- Born: 1930
- Died: 19 July 2022 (aged 92) Oxfordshire, U.S.

= Charles Rizza =

British consultant physician (1930–2022)

Charles Rocco Carmine Rizza FRCPEd (1930 – 19 July 2022) was a British consultant physician who specialised in haematology.

==Biography==
Rizza graduated with an MD from the University of St Andrews in 1962, and was awarded the university's gold medal for his thesis Conditions affecting the level of antihaemophilic globulin (factor VIII) in the blood.

Between 1958 and 1961, Rizza held the post of Medical Research Council Clinical Research Fellow at the Blood Coagulation Research Unit in Oxford.

At the Oxford Haemophilia Centre, he was consultant physician from 1966 to 1993, and director from 1977 to 1993.

Rizza was also clinical lecturer in haemophilia at the University of Oxford from 1967 to 1993, and he chaired the United Kingdom Haemophilia Centre Directors Organization from 1987 to 1990.

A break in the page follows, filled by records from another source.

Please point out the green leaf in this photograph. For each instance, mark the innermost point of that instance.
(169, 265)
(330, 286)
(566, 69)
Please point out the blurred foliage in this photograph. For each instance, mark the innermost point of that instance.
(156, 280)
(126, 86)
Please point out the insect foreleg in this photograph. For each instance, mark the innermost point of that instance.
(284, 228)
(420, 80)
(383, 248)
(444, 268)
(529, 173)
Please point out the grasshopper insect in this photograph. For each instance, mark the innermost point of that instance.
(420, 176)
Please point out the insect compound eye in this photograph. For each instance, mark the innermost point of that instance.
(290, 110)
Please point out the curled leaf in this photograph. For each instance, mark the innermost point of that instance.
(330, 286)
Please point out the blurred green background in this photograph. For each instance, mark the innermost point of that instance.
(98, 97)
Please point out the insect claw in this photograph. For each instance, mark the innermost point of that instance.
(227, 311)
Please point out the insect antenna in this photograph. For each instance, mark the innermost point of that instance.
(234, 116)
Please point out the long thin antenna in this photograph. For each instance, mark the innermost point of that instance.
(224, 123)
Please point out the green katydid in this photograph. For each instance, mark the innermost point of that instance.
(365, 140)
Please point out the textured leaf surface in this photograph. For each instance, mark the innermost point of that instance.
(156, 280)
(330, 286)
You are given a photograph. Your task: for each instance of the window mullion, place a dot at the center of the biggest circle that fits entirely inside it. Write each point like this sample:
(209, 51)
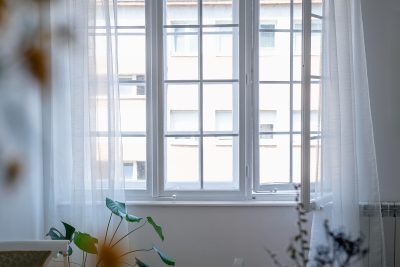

Rizza was named in documents submitted to the Penrose Inquiry, the Scottish Public Inquiry into Hepatitis C/HIV acquired infection from NHS treatment in Scotland with blood and blood products.

In 2017 Rizza was criticised for his role in the Contaminated Blood Scandal in documents which appeared to advocate viral infectivity trials in humans rather than chimps. The documents were cited by Andy Burnham in the House of Commons.

Rizza died on 19 July 2022, at the age of 92.